Émanciper par l’école ?

L’école est-elle un facteur d’émancipation? N’est-ce pas la raison d’être de sa création, la justification de son invention? La réalité est-elle conforme à ce postulat?

On peut en douter. On peut dire que, globalement, l’école est méritocratique. Elle sélectionne les meilleurs qui, à part une minorité d’exception, se retrouvent dans les groupes sociaux supérieurs. L’école reproduit les inégalités sociales.

« Vouloir l’émancipation des élèves est une gageüre paradoxale. »

Concernant la relation pédagogique, vouloir l’émancipation des élèves est une gageüre paradoxale. En effet, à la base de cette relation, il y a une situation de domination de l’enseignant sur ses élèves. L’école est obligatoire. Son fonctionnement est prescrit. L’école et les professeurs imposent un horaire, des contenus à apprendre, des activités à réaliser, des postures à adopter, et les élèves sont priés d’obéir. Il y a bien un rapport de pouvoir asymétrique. C’est par l’action que les acteurs responsables de l’école peuvent dépasser ce paradoxe et pratiquer ce que certains ont appelé la tutelle émancipatrice : s’appuyer sur sa position de pouvoir pour mettre en place des activités qui vont progressivement donner aux subordonnés de l’emprise sur leur réalité.

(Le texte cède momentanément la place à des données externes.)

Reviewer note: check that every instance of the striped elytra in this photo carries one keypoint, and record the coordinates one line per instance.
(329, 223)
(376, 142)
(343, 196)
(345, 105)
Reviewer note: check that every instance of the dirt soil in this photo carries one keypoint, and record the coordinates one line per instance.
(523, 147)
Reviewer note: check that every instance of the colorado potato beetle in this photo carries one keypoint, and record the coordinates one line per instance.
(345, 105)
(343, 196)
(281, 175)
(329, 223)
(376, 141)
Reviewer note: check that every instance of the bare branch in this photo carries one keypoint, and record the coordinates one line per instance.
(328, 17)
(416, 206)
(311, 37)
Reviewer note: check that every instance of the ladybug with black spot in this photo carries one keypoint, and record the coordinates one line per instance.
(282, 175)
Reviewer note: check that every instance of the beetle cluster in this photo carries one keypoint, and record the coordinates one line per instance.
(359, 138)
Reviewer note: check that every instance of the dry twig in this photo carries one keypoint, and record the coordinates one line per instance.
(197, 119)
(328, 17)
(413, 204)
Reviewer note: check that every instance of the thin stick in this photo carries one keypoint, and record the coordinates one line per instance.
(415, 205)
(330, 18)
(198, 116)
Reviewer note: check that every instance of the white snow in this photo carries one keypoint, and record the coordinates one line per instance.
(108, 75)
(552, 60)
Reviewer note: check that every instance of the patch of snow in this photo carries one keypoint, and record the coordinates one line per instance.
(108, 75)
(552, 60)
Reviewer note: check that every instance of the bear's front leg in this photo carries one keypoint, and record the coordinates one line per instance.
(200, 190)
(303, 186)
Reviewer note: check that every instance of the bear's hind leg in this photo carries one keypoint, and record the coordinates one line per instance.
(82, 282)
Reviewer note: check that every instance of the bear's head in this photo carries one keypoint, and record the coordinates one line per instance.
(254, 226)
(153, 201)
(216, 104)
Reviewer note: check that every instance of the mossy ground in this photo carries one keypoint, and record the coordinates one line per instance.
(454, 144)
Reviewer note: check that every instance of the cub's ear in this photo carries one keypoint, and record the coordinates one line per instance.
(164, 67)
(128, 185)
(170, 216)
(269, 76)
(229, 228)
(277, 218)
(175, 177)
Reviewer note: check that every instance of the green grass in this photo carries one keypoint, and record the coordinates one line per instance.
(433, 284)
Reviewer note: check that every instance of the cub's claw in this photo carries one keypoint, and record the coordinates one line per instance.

L’école vise-t-elle l’émancipation?

L’émancipation peut être définie comme la sortie ou l’affranchissement d’une tutelle. Il s’agit de se libérer d’une autorité, d’un pouvoir. Ce qui est visé, c’est l’accès des individus et des groupes sociaux dominés au pouvoir et à l’autonomie d’action, pour pouvoir agir sur leur environnement et les institutions dans lesquelles ils vivent. L’action sociale se déroulant toujours dans des institutions et la domination étant pratiquement toujours celle d’individus appartenant à un groupe, à une catégorie sociale. L’émancipation a une dimension collective.

L’émancipation requiert de modifier ses représentations du monde ainsi que la compréhension de son fonctionnement. Il est nécessaire également de construire une personnalité qui a confiance en elle, sait faire preuve de créativité et possède les compétences pour mener des projets collectifs.

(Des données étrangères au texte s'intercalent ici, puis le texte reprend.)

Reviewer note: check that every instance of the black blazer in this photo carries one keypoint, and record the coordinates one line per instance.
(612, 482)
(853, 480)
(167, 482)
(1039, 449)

Est-ce là la mission de l’école? Le décret du 24 juillet 1997, repris page suivante, définit les visées de l’école. Les buts avancés rejoignent notre conception de l’émancipation. Alors, pourquoi le produit de l’école ne correspond-il pas aux missions assignées à l’enseignement? Parce que l’organisation et l’activité scolaire ne sont pas directement la tentative de concrétiser ces missions, mais la traduction d’autres finalités souvent implicites.

Décret du 24 juillet 1997, article 6
Les missions prioritaires de l’école sont :

  • La promotion de la confiance en soi et le développement de la personne de chacun des élèves;
  • l’appropriation des savoirs et l’acquisition des compétences qui les rendent aptes à apprendre toute leur vie et à prendre une place active dans la vie économique, sociale et culturelle;
  • la préparation de tous les élèves à être des citoyens responsables, capables de contribuer au développement d’une société démocratique, solidaire, pluraliste et ouverte aux autres cultures;
  • la garantie à tous les élèves de disposer de chances égales d’émancipation sociale.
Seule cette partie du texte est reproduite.